20 Jan 2020

How to compost well

From Afternoons, 2:30 pm on 20 January 2020

Each year, Auckland households send 90,000 tonnes of compostable waste to landfills. Ten percent of that is from the garden, while 40 percent is kitchen waste.

The Compost Collective is working to reduce those figures, running free workshops on the basics of composting across the city.

Jennifer Kerr works as an educator for the collective and joined Jesse Mulligan to explain the basics of the three main methods of composting, and to give us her top cold composting tips.

There are three systems you can use:

Worm farming: an enclosed system where compost worms eat through the material and produce cats and liquid fertiliser.   

Bokashi fermentation systems: which will take all food scraps and ferments them, the final product can then be buried in the garden or added to a cold compost system.

Cold composting: the most common form of home composting, and Kerr says there are some rules to stick to so as to get it working efficiently.

“Put it somewhere sunny. I always think the south side of the vegetable garden is the perfect place to put a compost bin when the compost is ready to go on the garden it’s not far to move onto the garden, and it’s not shading the garden, and it’s in the sun.”

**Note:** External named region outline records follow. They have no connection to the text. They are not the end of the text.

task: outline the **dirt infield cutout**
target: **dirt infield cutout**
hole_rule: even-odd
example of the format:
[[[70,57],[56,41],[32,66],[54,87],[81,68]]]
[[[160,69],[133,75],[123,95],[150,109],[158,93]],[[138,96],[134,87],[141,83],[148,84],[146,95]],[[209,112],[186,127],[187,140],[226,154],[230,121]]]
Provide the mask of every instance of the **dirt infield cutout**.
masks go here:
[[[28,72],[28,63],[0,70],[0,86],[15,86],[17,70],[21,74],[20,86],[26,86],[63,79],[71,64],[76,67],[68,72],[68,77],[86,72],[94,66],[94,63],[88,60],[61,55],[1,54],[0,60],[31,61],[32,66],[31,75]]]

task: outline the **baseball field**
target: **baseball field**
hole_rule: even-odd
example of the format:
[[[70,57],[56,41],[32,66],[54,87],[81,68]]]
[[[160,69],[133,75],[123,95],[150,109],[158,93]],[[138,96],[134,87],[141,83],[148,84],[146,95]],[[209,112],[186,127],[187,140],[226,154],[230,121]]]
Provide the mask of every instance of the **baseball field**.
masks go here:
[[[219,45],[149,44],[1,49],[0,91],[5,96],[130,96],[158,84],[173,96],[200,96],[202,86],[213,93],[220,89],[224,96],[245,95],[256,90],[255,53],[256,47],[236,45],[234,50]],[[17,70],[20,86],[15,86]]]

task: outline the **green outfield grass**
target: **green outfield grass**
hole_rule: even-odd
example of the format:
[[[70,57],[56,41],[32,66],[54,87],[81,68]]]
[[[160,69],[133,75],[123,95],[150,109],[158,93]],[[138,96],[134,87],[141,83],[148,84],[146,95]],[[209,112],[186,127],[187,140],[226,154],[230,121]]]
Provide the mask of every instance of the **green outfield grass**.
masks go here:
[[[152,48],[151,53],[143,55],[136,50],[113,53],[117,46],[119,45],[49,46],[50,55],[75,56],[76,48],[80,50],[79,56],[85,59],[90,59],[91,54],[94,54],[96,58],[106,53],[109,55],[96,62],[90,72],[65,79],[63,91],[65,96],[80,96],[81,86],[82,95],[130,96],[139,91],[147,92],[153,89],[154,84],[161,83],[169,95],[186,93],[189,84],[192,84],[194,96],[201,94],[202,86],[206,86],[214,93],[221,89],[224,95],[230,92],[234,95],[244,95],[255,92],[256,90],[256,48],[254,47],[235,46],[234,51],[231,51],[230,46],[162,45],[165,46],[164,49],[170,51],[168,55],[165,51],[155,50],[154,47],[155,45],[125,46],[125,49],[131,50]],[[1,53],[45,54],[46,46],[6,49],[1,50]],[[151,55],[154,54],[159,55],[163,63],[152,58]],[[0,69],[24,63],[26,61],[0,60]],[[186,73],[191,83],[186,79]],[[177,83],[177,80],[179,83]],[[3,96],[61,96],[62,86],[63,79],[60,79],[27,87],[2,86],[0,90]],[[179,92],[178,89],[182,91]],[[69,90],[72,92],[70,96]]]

If you want to keep rats out of your compost bin your need to put wire netting not just underneath but up the sides as well, she says.

“About a foot up the sides otherwise they will just eat through the plastic. You’ve got to think that to a rat a compost bin is a bit like a luxury hotel. It’s got a roof on top, it’s got this room service that just arrives!”

Cold composting is all about layering, brown, carbon-rich material with green matter.

Start off with a brown layer, she says.

“For the base you want some brown material - brown material tends to be dry an dead it comes from trees, it’s high in carbon.

“You want some twiggy stuff at the bottom so there’s air flow Compost needs air, it needs moisture and the right balance of food materials.”

Water that first layer and then add a green layer, she says.

“Kitchen scraps, they’re moist, wet often green in colour and they break down quickly, they rot quickly.”

Then add brown on top of that, treating the whole operation as a big layer cake, she says.

“Compost is like a sandwich on top of that you always want to put a brown layer again to close that sandwich, so it’s always brown at the bottom brown at the top green in the middle then you keep on going like a huge, giant club sandwich.”